I needed to ship a number of packages last week, so I made my first visit to a local mailing supply and shipping store in my neighborhood. It took almost 40 minutes to pack and ship all my items, and by the end of my visit, I hadn’t just learned a lot about their business, but I was also reminded of the power of being small.
The woman who works the counter is the co-owner with her husband. She’s also seven months pregnant, which would not normally figure into a business analysis except that nearly every customer who entered the store seemed to know when her baby was due. That’s notable because it turns out she knew them pretty well, too. Their names, their kids’ names, their occupations and health ailments and vacation plans. There’s a history there between the owners and their customers (I seemed to be the only patron who wasn’t yet on a first-name basis with the owner).
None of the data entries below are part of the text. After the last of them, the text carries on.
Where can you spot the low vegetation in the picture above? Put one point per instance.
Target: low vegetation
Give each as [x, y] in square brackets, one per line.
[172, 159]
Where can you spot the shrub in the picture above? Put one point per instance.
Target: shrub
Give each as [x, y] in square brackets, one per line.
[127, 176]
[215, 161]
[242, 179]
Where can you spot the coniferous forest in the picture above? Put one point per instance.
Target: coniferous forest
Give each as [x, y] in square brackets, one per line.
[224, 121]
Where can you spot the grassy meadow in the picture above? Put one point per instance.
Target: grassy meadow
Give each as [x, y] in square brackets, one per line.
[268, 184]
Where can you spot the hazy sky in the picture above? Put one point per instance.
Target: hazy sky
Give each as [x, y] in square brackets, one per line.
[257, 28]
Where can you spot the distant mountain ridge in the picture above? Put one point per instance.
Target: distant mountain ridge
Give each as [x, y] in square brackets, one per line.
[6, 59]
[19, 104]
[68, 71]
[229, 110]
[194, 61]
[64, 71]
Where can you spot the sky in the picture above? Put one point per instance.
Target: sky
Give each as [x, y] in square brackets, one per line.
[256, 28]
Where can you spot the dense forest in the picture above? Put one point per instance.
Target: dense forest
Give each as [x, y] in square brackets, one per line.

One woman arrived to check her P.O. box, at which point the owner mentioned to the new trainee behind the register (who also happens to be the owner’s mother-in-law) that this customer was named Dolores, she’s hard of hearing, and it’s important to look at her when you speak because she reads lips.
This business is a part of the surrounding community. The customers have a bond that goes beyond just convenience or the need to ship a package. The shop might be small, but that kind of connection with their customers will do a lot to insulate them from the bigger, less personal competition.
Many independent counselors and other small businesses go out of their way to hide that they’re small. For example, if you’re a one-person shop, why use the term “we” on your website, outgoing voicemail, and business communication? Most customers would rather deal with a “me” than a “we.”
If you’re a small business or a one-person shop, instead of trying to appear larger than you are, reinvest that effort into taking advantage of being small. Do things you’d never be able to do if you were two or three or ten times your size. In fact, that’s the surest way to spread word of mouth, attract more new customers, and eventually find yourself in the enviable position of being afforded a choice—get bigger, or stay small.